Rasa kagum lalu memberikan semacam rasa tahu terhadap sesuatu. Setelah rasa tahu itulah muncul rasa ingin tahu. Jadi, rasa ingin tahu tidak terjadi karena seseorang sama sekali tidak tahu, justru karena ada pengetahuan awal yang memicu rasa ingin tahu karena tidak mungkin rasa ingin tahu muncul jika sama sekali tidak ada rasa tahu sebelumnya. Misalnya, tidak akan ada rasa ingin tahu seseorang terhadap Gunung Merapi jika tidak pernah tahu tentang Gunung Merapi, paling tidak lewat mendengarnya, melihatnya dalam gambar, dan lain-lain.
Rasa tahu adalah semacam “pengetahuan umum setiap orang” tentang suatu hal; sedangkan rasa ingin tahu adalah menganggap diri tidak “setahu setiap orang” sehingga seakan-akan orang yang memiliki rasa ingin tahu merasa tidak mengetahui apa-apa tentang hal tersebut atau menganggap pengetahuannya selama ini tidak lengkap atau bahkan tidak benar sama sekali. Rasa kagum menggerakkan rasa ingin tahu tersebut untuk berhadapan dengan suatu hal yang di satu sisi menyembulkan diri untuk diketahui tetapi di sisi lain menyembunyikan dirinya untuk diketahui lebih lanjut.
Rasa ingin tahu bisa saja bernilai saintifik dan bisa pula filosofis. Jika bernilai saintifik, maka rasa ingin tahu merupakan usaha untuk menemukan seperangkat jawaban yang dirangkai menjadi rumusan-rumusan tertentu. Adapun jika bernilai filosofis, maka rasa ingin tahu membawa masuk kepada suatu hal sebagai kesadaran baru terhadap hal tersebut, kesadaran yang keluar dari “pengetahuan umum setiap orang” tanpa kehilangan rasa kagum terhadap hal itu. Bedanya, rasa ingin tahu saintifik menghilangkan rasa kagum dan rasa ingin tahu filosofis mempertahankan rasa kagum.

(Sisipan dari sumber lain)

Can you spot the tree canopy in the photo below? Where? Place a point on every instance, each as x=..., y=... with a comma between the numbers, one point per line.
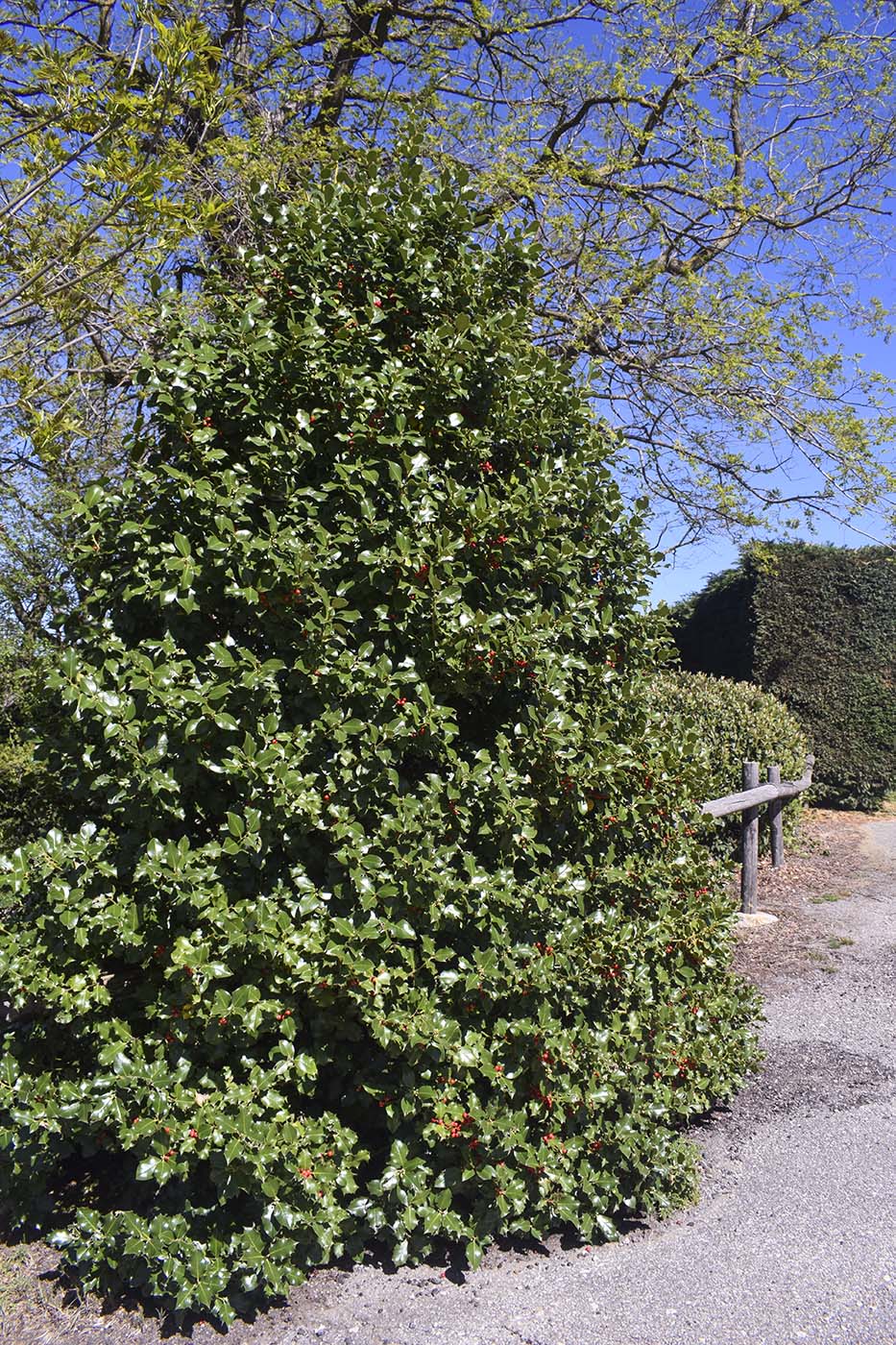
x=388, y=921
x=707, y=182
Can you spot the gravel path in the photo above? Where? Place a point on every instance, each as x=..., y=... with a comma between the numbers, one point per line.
x=794, y=1237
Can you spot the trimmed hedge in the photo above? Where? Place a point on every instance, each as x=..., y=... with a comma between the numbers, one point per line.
x=815, y=625
x=29, y=799
x=386, y=925
x=729, y=722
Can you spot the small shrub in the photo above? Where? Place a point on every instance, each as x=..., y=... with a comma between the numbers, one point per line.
x=727, y=723
x=385, y=925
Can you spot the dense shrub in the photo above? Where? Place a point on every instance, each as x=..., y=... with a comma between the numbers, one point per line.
x=386, y=925
x=817, y=625
x=731, y=722
x=29, y=797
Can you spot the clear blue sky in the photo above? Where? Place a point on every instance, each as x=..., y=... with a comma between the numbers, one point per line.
x=688, y=571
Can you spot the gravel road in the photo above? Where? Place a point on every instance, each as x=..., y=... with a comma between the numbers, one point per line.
x=794, y=1237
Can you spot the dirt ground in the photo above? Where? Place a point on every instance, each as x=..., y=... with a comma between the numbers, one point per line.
x=36, y=1310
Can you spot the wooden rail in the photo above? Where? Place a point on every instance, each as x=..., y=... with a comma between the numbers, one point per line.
x=748, y=802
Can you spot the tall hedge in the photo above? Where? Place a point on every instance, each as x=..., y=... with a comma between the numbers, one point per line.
x=815, y=625
x=29, y=794
x=729, y=722
x=386, y=925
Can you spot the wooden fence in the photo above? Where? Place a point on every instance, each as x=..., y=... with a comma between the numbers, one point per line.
x=750, y=802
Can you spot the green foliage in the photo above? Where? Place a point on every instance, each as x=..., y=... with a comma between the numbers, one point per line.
x=715, y=165
x=731, y=722
x=821, y=634
x=385, y=924
x=29, y=800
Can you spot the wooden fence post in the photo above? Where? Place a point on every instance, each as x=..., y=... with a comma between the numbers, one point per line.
x=750, y=836
x=775, y=822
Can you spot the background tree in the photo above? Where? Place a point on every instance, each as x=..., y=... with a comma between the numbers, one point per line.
x=385, y=923
x=708, y=183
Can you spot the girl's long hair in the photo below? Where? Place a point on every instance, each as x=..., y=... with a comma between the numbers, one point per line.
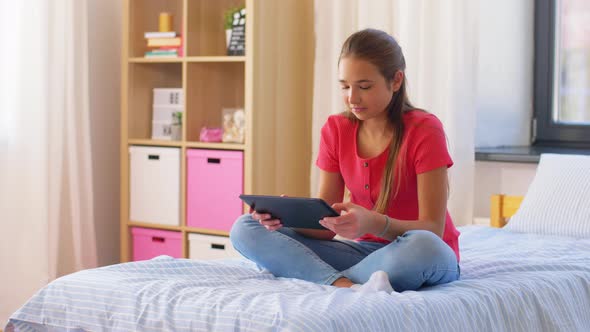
x=383, y=51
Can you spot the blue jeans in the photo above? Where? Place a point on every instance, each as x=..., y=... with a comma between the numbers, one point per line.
x=415, y=259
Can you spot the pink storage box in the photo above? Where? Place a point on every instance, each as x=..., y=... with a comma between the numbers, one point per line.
x=215, y=179
x=149, y=243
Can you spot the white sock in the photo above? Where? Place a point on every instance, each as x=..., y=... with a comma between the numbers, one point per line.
x=378, y=282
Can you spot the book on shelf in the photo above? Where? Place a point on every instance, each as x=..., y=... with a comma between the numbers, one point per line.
x=162, y=53
x=159, y=34
x=163, y=45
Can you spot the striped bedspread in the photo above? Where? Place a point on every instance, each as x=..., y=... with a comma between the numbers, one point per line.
x=510, y=282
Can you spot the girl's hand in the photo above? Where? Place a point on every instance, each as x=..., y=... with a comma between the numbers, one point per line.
x=266, y=220
x=354, y=222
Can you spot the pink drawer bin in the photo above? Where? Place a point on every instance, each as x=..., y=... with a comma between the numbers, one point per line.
x=149, y=243
x=214, y=182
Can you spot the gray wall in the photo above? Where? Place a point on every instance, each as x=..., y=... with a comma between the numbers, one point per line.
x=104, y=30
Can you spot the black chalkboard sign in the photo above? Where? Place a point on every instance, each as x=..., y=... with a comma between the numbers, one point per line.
x=237, y=43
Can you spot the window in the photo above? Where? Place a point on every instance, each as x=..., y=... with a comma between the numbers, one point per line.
x=562, y=73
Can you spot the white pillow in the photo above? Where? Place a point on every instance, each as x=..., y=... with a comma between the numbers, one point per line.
x=558, y=200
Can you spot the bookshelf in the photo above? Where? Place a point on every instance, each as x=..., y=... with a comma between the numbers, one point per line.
x=272, y=82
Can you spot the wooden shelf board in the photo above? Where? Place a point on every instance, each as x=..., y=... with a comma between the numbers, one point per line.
x=157, y=226
x=222, y=58
x=206, y=231
x=155, y=60
x=136, y=141
x=221, y=146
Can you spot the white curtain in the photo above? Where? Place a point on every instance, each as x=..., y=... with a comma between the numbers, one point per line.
x=46, y=215
x=439, y=41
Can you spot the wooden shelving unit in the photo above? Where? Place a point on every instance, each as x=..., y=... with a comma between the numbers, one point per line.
x=276, y=95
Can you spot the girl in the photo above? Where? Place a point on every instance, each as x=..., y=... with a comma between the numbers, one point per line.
x=393, y=159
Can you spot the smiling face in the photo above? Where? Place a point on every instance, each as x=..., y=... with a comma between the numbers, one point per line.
x=365, y=92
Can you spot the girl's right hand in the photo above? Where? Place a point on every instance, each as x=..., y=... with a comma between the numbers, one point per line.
x=266, y=220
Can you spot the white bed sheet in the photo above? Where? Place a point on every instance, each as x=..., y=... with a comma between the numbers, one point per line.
x=509, y=282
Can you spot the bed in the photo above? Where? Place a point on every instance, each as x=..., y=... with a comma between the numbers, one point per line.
x=513, y=279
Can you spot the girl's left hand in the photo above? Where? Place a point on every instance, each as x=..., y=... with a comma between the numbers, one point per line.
x=354, y=222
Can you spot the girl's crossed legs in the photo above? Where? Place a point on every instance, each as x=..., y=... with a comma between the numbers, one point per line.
x=415, y=259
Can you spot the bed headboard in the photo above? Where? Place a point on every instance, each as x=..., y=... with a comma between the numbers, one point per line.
x=503, y=207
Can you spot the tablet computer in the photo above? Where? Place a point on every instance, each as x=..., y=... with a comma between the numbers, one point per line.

Dari Rasa Kagum ke Epistemologi
Pengetahuan tentang sesuatu terdiri dari dua hal, yaitu pengetahuan itu sendiri dan sesuatu itu sendiri. Keduanya tidak sama dan tidak terpisahkan. Sesuatu dibicarakan lewat pengetahuan terhadapnya, namun pembicaraan tidak hanya tentang sesuatu tersebut tetapi juga tentang pengetahuan tentang sesuatu itu. Pembicaraan tentang pengetahuan tentang sesuatu itulah yang disebut epistemologi.
Rasa kagum terhadap sesuatu memang melahirkan pengetahuan tentang sesuatu itu sendiri tetapi filsafat tidak hanya berbicara tentang sesuatu itu sendiri tetapi juga tentang pengetahuan terhadap pengetahuan terhadap sesuatu tersebut. Dalam hal itu juga ada rasa kagum tersendiri sehingga melahirkan berbagai macam pertanyaan seperti: bagaimana manusia bisa mengetahui? Bagaimana manusia bisa mempertanyakan sesuatu? Mungkinkah pengetahuan bisa disebut benar? Bagaimana jika ternyata pengetahuan tidak sama dengan kenyataan? Apakah pengetahuan bersifat universal dan absolut atau temporal dan lokalitas? Bisakah sesuatu diketahui hingga hakikatnya atau hanya sampai pada penampakannya? Apakah ada batas-batas bagi pengetahuan? Jadi, epistemologi tidak hanya memahami bagaimana sebuah pengetahuan bisa hadir tetapi juga bisa sampai kepada memverifikasi mana pengetahuan yang benar dan mana yang tidak benar hingga menghilangkan keraguan terhadap pengetahuan.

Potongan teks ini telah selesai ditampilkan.